Leg 189: Southern Gateways

A major feature that marks the Cenozoic Era is progressive cooling at high latitudes that led to the development of the polar cryosphere, initially on Antarctica and later in the Northern Hemisphere. It has been proposed that climatic cooling and cryospheric development resulted from plate tectonic changes that progressively thermally isolated the Antarctic continent as the Circum-Polar Current developed. The development of Circum-Polar circulation resulted from the opening of the Tasmanian Seaway south of Tasmania in the Paleogene and the Drake Passage in the late Paleogene to early Neogene.
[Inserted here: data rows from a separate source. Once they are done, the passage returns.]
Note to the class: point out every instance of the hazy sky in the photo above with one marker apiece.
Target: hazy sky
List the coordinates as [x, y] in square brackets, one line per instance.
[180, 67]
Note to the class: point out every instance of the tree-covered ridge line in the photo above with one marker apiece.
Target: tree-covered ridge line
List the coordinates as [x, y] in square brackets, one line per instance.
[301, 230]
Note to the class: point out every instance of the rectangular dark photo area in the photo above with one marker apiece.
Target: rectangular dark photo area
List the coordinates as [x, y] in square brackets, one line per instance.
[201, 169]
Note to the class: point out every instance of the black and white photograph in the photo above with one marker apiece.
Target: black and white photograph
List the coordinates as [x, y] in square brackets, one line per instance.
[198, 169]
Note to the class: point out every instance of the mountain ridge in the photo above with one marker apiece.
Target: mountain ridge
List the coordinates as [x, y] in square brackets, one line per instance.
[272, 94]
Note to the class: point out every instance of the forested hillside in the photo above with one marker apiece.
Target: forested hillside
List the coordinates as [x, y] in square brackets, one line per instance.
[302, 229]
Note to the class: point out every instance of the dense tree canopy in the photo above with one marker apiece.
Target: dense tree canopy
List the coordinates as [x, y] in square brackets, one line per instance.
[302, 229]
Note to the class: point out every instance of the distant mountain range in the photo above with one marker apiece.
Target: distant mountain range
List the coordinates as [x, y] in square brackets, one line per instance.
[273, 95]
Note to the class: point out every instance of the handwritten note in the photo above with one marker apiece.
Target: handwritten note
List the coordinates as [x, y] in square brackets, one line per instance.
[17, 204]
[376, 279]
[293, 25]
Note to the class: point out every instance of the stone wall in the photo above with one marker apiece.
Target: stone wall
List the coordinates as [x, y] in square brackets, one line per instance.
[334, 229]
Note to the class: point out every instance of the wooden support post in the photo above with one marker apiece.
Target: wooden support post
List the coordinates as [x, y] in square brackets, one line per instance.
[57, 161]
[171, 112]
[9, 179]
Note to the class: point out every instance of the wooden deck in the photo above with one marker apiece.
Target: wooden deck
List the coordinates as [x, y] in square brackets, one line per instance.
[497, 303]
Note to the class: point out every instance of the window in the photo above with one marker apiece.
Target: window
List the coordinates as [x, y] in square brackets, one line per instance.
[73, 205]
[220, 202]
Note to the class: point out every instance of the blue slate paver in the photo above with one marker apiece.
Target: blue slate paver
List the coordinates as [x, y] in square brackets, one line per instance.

Circum-Polar circulation continued to expand during the Cenozoic with northward migration of Australia and expansion of the Drake Passage.

It is likely that these paleoceanographic changes played a fundamental role in the development of Cenozoic climate evolution, associated paleoenvironmental changes such as sea level, and in terrestrial and biotic evolution. Thus, the opening of the Tasmanian Seaway appears to have been vital in the development of Cenozoic global evolution of the Earth's system. Early ocean drilling in the Tasmanian Seaway (DSDP Leg 29) provided a basic framework of paleoenvironmental changes associated with the opening of the Tasmanian Seaway. Yet, the information obtained during Leg 29, nearly 25 years ago, is of insufficient quality and resolution to fully test the hypothesis of potential relations between the development of plate tectonics, Circum-Polar circulation and global climate. The timing of events remains insufficiently constrained.

Leg 189 targets a suite of new sites designed to provide a quantum jump in the understanding of Circum-Polar oceanographic and climatic evolution. For example, the relatively shallow region off Tasmania is one of the few places where well preserved and almost complete marine middle Eocene to Holocene carbonate-rich sequences can be drilled in present-day latitudes of 40-50°S, and paleolatitudes of up to 70°S.

The drilling program will document the paleoceanographic and paleoclimatic changes associated with the Paleogene marine rifting history and Neogene drifting history of this key southern area. The five proposed high-resolution paleoceanographic priority sites (three sites on the South Tasman Rise, and one each on the East Tasman Plateau, and west Tasman slope) amount to 3365 m penetration, in water depths of 1460-3570 m. They will address middle Eocene-Quaternary climatic variations related to the Eocene Gondwanan rifting phase, the middle Eocene onset of Circum-Antarctic surface water circulation (40 Ma ~70°S), the mid-Oligocene breakthrough of deep water (30 Ma, ~60°S), and Australia's flight northward thereafter. The sites will allow documentation of latitudinal variations in chemistry and thermal history of water masses in high southern latitudes, and longitudinal differences caused by the shallow ridge between the Indian and Pacific Oceans through the Miocene.